Summary: Fork syscall performance
Product: Base System Reporter: Kirill <kirill>
Component: kernAssignee: freebsd-bugs (Nobody) <bugs>
Status: New ---    
Severity: Affects Some People CC: markj
Priority: ---    
Version: Unspecified   
Hardware: Any   
OS: Any   
Attachments:
Description Flags
dtrace stack none

Description Kirill 2021-03-29 13:12:44 UTC
Hello.

Can someone please explain where is the error? I am running Python code that simulates forking a large process and gives poor performance results. Average 4 seconds.

import time
import os
some_str = ' ' * (100 * 1024 * 1024 * 1024)
while True:
    p = time.time()
    pid = os.fork()
    tt = time.time() - p
    if pid != 0:
        print("%d "%pid + str(tt) )
        time.sleep(1)
    if pid == 0:
        break
Comment 1 Mark Johnston freebsd_committer freebsd_triage 2021-03-29 15:26:17 UTC
How much RAM do you have?  Hopefully more than 100GB.

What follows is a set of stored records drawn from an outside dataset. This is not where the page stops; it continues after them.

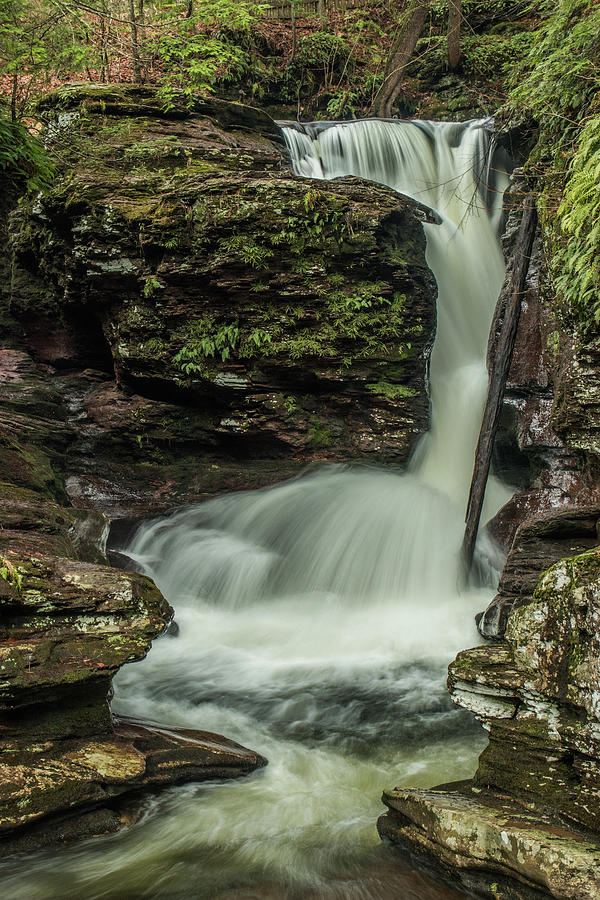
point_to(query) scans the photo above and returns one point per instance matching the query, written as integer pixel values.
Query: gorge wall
(526, 825)
(181, 317)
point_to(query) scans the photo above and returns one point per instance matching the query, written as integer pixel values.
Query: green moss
(391, 391)
(319, 436)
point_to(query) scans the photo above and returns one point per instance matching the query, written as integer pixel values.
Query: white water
(317, 618)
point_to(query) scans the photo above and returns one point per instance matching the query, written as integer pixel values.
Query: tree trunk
(13, 97)
(403, 47)
(294, 36)
(498, 374)
(135, 46)
(454, 23)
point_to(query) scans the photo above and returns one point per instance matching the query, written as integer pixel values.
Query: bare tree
(411, 26)
(454, 23)
(135, 44)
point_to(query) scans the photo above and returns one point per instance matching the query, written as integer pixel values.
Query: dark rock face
(529, 821)
(254, 321)
(537, 545)
(69, 622)
(188, 318)
(547, 471)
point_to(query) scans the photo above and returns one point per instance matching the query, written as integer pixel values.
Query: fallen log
(499, 369)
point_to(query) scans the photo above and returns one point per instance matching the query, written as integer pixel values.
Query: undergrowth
(558, 84)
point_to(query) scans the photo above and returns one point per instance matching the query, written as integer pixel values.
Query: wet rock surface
(69, 622)
(184, 317)
(528, 822)
(222, 322)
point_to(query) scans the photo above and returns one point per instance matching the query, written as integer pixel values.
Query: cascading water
(317, 618)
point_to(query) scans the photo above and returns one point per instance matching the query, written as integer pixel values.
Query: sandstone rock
(492, 845)
(57, 777)
(538, 543)
(68, 623)
(255, 321)
(538, 694)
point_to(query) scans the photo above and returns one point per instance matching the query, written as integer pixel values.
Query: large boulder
(239, 321)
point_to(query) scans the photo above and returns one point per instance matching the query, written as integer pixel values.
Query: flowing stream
(317, 618)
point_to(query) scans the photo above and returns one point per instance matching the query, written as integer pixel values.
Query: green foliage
(558, 84)
(249, 251)
(213, 45)
(151, 286)
(209, 339)
(206, 340)
(558, 80)
(40, 39)
(23, 160)
(576, 254)
(493, 55)
(390, 391)
(322, 58)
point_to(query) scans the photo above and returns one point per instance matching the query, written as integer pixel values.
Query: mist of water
(317, 618)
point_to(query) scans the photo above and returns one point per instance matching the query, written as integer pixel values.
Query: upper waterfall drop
(456, 171)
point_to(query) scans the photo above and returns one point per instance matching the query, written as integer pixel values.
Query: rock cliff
(222, 322)
(526, 826)
(182, 316)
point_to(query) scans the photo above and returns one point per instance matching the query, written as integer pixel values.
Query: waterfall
(452, 169)
(317, 618)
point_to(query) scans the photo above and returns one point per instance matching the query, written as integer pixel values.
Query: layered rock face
(69, 622)
(528, 822)
(239, 321)
(184, 317)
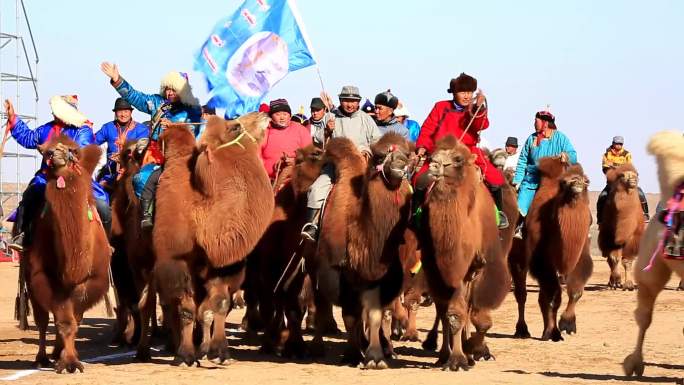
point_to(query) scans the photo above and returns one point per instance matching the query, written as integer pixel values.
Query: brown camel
(622, 224)
(461, 253)
(556, 244)
(133, 258)
(214, 202)
(497, 157)
(273, 265)
(67, 271)
(668, 148)
(358, 265)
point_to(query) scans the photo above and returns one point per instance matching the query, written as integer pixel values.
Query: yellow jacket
(611, 159)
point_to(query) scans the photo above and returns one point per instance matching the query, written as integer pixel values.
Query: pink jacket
(282, 140)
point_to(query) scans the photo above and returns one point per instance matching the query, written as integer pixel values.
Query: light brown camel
(358, 265)
(68, 263)
(556, 244)
(214, 202)
(622, 225)
(461, 253)
(668, 148)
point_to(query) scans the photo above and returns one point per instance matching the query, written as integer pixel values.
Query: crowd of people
(464, 114)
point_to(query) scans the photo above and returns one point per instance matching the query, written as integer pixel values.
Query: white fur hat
(178, 81)
(65, 108)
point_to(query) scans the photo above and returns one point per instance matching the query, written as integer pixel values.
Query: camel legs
(475, 345)
(430, 342)
(42, 319)
(628, 282)
(147, 307)
(549, 302)
(519, 275)
(374, 356)
(575, 288)
(67, 326)
(455, 320)
(651, 284)
(614, 259)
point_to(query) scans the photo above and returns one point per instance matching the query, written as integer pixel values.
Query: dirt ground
(605, 324)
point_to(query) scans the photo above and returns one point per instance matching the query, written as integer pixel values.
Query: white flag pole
(307, 41)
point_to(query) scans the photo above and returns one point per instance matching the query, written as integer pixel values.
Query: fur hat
(462, 83)
(279, 105)
(178, 81)
(386, 99)
(368, 107)
(65, 108)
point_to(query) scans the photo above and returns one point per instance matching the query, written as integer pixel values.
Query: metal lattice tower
(18, 78)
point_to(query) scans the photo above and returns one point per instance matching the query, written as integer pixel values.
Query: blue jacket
(527, 172)
(394, 126)
(109, 133)
(31, 139)
(414, 129)
(150, 103)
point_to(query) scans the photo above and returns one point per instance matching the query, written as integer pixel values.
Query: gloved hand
(141, 145)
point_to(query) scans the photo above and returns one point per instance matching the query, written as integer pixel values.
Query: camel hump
(551, 167)
(340, 149)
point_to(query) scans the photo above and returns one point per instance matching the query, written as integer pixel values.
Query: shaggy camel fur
(68, 263)
(214, 203)
(358, 265)
(280, 251)
(622, 224)
(668, 148)
(556, 244)
(133, 258)
(461, 252)
(510, 205)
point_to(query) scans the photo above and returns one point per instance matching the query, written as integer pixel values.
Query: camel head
(240, 131)
(62, 154)
(391, 157)
(573, 183)
(668, 148)
(624, 177)
(308, 163)
(497, 157)
(131, 153)
(451, 161)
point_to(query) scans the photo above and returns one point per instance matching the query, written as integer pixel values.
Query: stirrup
(310, 232)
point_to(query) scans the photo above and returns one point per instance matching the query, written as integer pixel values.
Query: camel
(133, 258)
(358, 265)
(273, 264)
(214, 202)
(653, 266)
(68, 264)
(622, 224)
(462, 254)
(497, 157)
(555, 246)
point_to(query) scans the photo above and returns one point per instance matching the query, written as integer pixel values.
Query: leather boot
(497, 194)
(310, 229)
(147, 207)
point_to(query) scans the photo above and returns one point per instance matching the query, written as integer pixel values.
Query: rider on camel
(464, 120)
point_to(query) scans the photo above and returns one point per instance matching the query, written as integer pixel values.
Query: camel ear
(210, 155)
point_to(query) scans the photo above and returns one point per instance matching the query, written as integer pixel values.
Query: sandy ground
(605, 324)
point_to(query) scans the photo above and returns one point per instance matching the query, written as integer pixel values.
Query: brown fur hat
(462, 83)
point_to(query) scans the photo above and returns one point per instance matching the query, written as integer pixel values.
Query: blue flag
(249, 52)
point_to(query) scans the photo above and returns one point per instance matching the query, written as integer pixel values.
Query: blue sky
(606, 67)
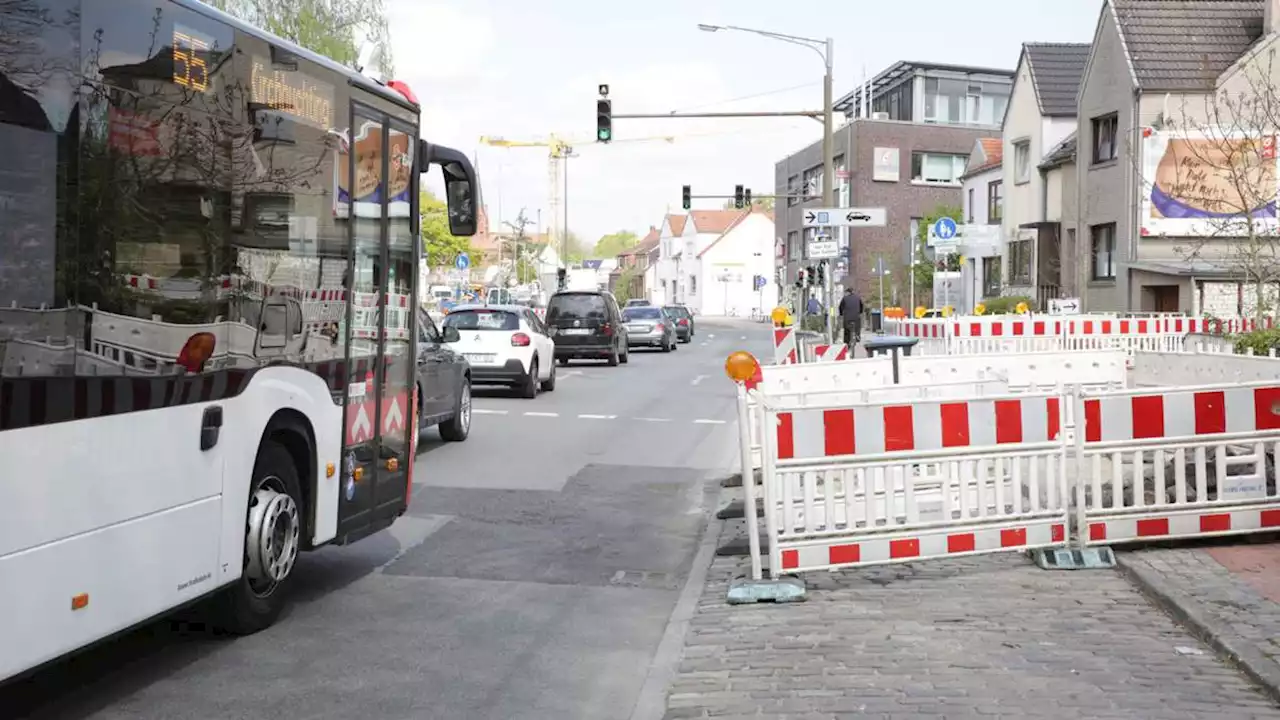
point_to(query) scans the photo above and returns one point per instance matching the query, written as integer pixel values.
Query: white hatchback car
(504, 345)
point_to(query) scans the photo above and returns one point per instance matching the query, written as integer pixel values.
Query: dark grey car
(652, 327)
(443, 382)
(684, 322)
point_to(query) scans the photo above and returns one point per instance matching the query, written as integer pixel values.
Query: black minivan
(586, 324)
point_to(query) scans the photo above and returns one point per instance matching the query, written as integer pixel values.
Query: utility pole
(826, 50)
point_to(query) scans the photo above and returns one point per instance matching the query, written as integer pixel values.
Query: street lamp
(824, 50)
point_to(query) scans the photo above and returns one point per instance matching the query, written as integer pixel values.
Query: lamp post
(824, 50)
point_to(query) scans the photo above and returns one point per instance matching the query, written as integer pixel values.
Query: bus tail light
(412, 450)
(196, 351)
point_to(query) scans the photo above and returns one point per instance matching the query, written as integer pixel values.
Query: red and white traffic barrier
(785, 346)
(871, 429)
(831, 352)
(1178, 463)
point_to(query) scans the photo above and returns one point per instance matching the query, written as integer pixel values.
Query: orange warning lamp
(740, 365)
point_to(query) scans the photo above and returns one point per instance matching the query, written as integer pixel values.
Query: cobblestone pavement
(979, 637)
(1230, 595)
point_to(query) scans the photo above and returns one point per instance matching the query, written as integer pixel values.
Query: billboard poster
(1202, 185)
(371, 187)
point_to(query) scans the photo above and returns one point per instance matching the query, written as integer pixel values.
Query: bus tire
(273, 540)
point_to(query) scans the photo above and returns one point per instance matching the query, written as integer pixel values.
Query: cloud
(433, 41)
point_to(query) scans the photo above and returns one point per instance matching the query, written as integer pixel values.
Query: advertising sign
(1200, 185)
(370, 186)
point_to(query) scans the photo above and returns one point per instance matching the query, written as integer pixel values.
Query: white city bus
(208, 273)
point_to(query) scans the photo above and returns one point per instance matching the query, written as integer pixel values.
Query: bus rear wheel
(273, 538)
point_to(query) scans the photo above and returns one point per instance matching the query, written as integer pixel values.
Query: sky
(522, 71)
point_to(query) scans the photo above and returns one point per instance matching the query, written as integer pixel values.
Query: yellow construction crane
(558, 151)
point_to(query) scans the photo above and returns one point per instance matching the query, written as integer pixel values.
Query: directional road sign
(823, 249)
(844, 217)
(945, 228)
(1064, 306)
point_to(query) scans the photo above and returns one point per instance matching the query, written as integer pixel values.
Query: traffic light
(603, 121)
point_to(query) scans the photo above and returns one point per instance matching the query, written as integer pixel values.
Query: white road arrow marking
(394, 418)
(361, 422)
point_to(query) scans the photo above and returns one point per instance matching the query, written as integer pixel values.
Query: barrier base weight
(1084, 559)
(745, 591)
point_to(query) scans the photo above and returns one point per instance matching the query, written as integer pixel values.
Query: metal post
(828, 169)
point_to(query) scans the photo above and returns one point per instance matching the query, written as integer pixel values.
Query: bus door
(379, 187)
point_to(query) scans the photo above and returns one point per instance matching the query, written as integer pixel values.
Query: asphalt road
(533, 578)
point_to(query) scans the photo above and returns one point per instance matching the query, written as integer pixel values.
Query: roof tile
(1183, 45)
(1056, 72)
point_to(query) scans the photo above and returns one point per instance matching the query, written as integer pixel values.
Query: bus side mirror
(460, 185)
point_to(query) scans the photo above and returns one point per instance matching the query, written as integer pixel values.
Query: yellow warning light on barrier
(740, 365)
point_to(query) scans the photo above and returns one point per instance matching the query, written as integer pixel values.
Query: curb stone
(1189, 611)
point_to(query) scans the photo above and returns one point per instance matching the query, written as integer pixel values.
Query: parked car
(650, 327)
(586, 324)
(504, 345)
(443, 382)
(684, 322)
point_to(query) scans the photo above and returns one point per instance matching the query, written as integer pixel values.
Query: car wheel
(273, 538)
(529, 388)
(549, 383)
(458, 427)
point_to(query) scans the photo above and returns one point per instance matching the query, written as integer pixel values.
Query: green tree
(613, 244)
(439, 245)
(923, 267)
(328, 27)
(757, 203)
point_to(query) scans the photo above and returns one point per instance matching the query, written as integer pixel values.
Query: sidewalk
(1226, 595)
(978, 637)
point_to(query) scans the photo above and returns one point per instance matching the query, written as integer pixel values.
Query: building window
(955, 101)
(991, 277)
(1105, 137)
(1020, 261)
(937, 167)
(1022, 160)
(1104, 251)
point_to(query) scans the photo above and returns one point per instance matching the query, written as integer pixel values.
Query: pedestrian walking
(851, 317)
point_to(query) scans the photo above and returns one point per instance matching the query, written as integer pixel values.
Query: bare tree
(329, 27)
(1219, 171)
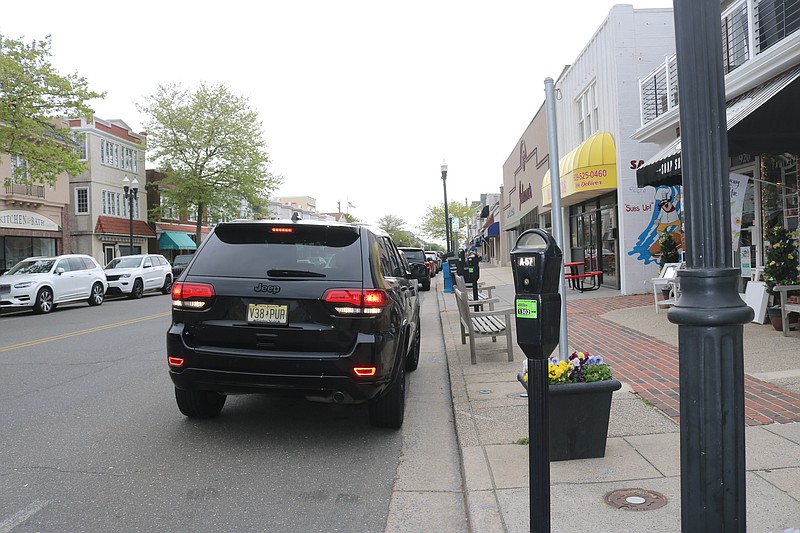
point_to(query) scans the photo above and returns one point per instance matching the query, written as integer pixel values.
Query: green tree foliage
(781, 258)
(34, 101)
(433, 225)
(210, 145)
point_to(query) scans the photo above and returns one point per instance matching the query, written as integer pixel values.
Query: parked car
(420, 267)
(42, 283)
(326, 311)
(179, 264)
(134, 274)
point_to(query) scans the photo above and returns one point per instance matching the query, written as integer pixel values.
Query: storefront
(588, 183)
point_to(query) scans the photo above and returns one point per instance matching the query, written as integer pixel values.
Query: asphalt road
(91, 439)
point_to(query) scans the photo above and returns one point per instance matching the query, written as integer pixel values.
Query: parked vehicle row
(42, 283)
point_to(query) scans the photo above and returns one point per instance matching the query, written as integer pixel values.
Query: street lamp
(131, 190)
(446, 214)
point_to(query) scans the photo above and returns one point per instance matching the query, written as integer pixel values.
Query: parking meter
(536, 265)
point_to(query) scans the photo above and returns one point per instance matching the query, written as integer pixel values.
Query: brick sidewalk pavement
(650, 366)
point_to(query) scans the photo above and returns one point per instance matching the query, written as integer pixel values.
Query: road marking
(81, 332)
(13, 521)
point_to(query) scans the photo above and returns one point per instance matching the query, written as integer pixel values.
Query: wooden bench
(578, 281)
(490, 323)
(786, 307)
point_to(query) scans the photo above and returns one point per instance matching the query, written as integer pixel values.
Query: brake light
(195, 296)
(356, 301)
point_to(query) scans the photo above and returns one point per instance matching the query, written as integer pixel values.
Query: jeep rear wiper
(286, 273)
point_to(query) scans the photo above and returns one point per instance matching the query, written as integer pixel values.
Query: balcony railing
(749, 28)
(22, 190)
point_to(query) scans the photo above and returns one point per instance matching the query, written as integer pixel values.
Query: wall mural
(666, 217)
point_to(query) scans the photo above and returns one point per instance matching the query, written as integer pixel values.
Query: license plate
(268, 314)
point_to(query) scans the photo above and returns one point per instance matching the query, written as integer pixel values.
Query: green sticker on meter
(527, 309)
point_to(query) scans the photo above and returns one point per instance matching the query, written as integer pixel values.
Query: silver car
(132, 275)
(44, 282)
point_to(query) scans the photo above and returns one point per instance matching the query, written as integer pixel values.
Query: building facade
(34, 219)
(761, 64)
(604, 213)
(100, 214)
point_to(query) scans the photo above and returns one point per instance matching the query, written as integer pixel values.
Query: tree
(393, 225)
(433, 225)
(210, 146)
(34, 101)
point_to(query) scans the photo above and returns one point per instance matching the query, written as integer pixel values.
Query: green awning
(176, 240)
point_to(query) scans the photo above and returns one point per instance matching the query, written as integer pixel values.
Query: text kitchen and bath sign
(19, 219)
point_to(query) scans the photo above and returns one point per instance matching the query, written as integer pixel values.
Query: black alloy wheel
(199, 404)
(97, 295)
(138, 289)
(44, 301)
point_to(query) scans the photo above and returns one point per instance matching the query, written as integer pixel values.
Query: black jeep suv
(322, 310)
(419, 266)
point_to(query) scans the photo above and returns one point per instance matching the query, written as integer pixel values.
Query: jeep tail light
(356, 301)
(196, 296)
(364, 371)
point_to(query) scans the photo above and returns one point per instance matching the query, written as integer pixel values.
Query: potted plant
(780, 266)
(580, 392)
(669, 254)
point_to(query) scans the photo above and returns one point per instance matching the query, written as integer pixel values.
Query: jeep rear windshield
(416, 256)
(281, 251)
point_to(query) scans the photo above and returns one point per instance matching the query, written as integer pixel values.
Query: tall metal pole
(446, 214)
(555, 192)
(709, 313)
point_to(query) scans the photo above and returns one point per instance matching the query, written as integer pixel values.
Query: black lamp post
(131, 191)
(446, 214)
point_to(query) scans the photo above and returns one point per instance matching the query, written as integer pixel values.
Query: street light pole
(131, 190)
(446, 214)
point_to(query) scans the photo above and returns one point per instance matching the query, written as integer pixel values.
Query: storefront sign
(18, 219)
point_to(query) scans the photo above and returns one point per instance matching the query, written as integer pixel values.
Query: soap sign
(527, 309)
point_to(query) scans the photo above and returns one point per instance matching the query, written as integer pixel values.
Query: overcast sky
(360, 100)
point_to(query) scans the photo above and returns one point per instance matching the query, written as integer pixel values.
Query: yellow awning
(587, 171)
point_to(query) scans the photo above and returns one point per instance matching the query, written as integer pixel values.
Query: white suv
(135, 274)
(44, 282)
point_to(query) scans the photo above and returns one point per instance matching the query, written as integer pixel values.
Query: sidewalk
(644, 441)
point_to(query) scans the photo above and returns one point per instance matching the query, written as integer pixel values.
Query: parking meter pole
(536, 262)
(555, 192)
(539, 444)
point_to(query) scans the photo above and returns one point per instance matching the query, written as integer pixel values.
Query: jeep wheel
(97, 295)
(199, 404)
(413, 357)
(387, 411)
(44, 301)
(137, 290)
(167, 288)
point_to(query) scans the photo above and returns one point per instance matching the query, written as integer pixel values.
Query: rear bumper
(252, 371)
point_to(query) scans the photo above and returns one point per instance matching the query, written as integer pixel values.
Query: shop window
(81, 200)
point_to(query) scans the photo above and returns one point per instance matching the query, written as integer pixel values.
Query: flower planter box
(579, 414)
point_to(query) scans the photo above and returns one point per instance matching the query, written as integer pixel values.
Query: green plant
(580, 368)
(669, 249)
(780, 266)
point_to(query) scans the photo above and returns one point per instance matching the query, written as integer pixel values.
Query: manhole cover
(636, 499)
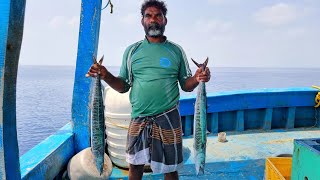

I suspect that we're spending a lot of time in pmap_copy(), which copies page tables into the child process.  It only copies referenced PTEs, but in this case we'll copy all of the page tables backing some_str.

You can try something like this to confirm:

# dtrace -q -n 'fbt::pmap_copy:entry /pid == $target/{self->ts = timestamp} fbt::pmap_copy:return /self->ts/{@ = sum(timestamp - self->ts); self->ts = 0;} tick-1s {printa("spent %@dns copying\n", @); clear(@);}' -c "python test.py"
Comment 2 Kirill 2021-03-29 15:36:42 UTC
I have 192GB. Trace:

dtrace -q -n 'fbt::pmap_copy:entry /pid == $target/{self->ts = timestamp} fbt::pmap_copy:return /self->ts/{@ = sum(timestamp - self->ts); self->ts = 0;} tick-1s {printa("spent %@dns
 copying\n", @); clear(@);}' -c "python test_fork.py"
spent 238724ns copying
spent 0ns copying
spent 0ns copying
spent 0ns copying
spent 0ns copying
spent 0ns copying
spent 0ns copying
spent 0ns copying
spent 0ns copying
25576 8.959986448287964
spent 525185651ns copying
spent 0ns copying
spent 0ns copying
spent 0ns copying
spent 0ns copying
spent 279323ns copying
25593 4.342242956161499
spent 434345424ns copying
spent 0ns copying
spent 0ns copying
spent 0ns copying
spent 0ns copying
spent 0ns copying
spent 0ns copying
spent 352273ns copying
spent 423458987ns copying
spent 0ns copying
25597 7.248447418212891
spent 0ns copying
spent 0ns copying
spent 0ns copying
spent 0ns copying
spent 0ns copying
25602 4.694051027297974
spent 432109608ns copying
spent 0ns copying
spent 0ns copying
spent 0ns copying
spent 0ns copying
spent 0ns copying
25619 4.810415983200073
Comment 3 Mark Johnston freebsd_committer freebsd_triage 2021-03-30 22:21:45 UTC
If I am reading the output correctly, we are spending hundreds of ms copying page tables, but this is not where the majority of time is spent.

It would also be useful to see output from

# dtrace -n 'profile-997hz /pid == $target/{@[stack()] = count()}' -c "python test.py"
Comment 4 Kirill 2021-03-31 06:04:42 UTC
Created attachment 223724 [details]
dtrace stack

Yep. Somewhere hidden more than 4 seconds. Trace in the attachment.